Our study had several limitations. First, our study does not include all HCW visits for blood or body fluid exposures in the state because an unknown percentage presented to employee or occupational health centers, to urgent care centers, or to primary care clinician offices or clinics. If visits to other settings were included, the incidence of exposures by occupation might be different. Our goal was to examine ED visits and HIV PEP utilization and not other settings, however. Further, we wanted to include prehospital and nonhospital HCWs, who have previously been excluded from other studies. In addition, apart from EMS/firefighters, the frequency, incidence, and spectrum of exposures by occupation would likely be similar if visits to all health care settings were included, because HCWs are not more likely to seek medical care preferentially from the ED. Second, because of the retrospective nature of the study, detailed information on the nature and extent of the exposures was unavailable, which limited our analyses of the significance of the exposures. Nevertheless, we were able to examine key factors that influenced HIV PEP use. Third, the use of ICD-9 codes to identify cases relies on proper coding and diagnosis, which is not always possible. As a result, some cases were missed. Given the large number of cases in the study, we do not believe that our findings were adversely affected by missing cases. Fourth, although we conducted a statewide analysis on this topic, our findings may not be generalizable to other states. We would expect similar trends nationwide, however, given our large sample. Fifth, given the introduction of rapid HIV testing in the clinical setting, HIV PEP protocols are undoubtedly different now. As a result, the study findings might not be applicable to current practice. Future studies can investigate whether or not the same patterns exist because of these advances in medical care.
Our study presents the incidence and temporal patterns of ED visits for HCW blood and body fluid exposures and describes the types and characteristics of these exposures. Incidence varied by occupational group and by type of exposure.

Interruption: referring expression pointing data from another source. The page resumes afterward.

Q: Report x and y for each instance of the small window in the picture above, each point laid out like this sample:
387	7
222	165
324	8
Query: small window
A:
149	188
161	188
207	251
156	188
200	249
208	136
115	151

Percutaneous injuries were the most common type of exposure, although the spectrum of exposures differed by occupational group. Tailored prevention strategies could be instituted to reduce the incidence of exposures specific to those groups. HCWs more likely to be offered HIV PEP were exposed to a known HIV-infected source, sustained a significant exposure, presented to an academic hospital ED, were a member of the medical staff, and were exposed during the latter years of the study. HCWs were more likely to accept HIV PEP when it was offered to them if they were male or presented to an academic hospital ED. The apparent preferential utilization of HIV PEP by medical staff, men, and HCWs presenting to academic hospitals suggests the need for uniform adherence to suggested guidelines on the use of HIV PEP.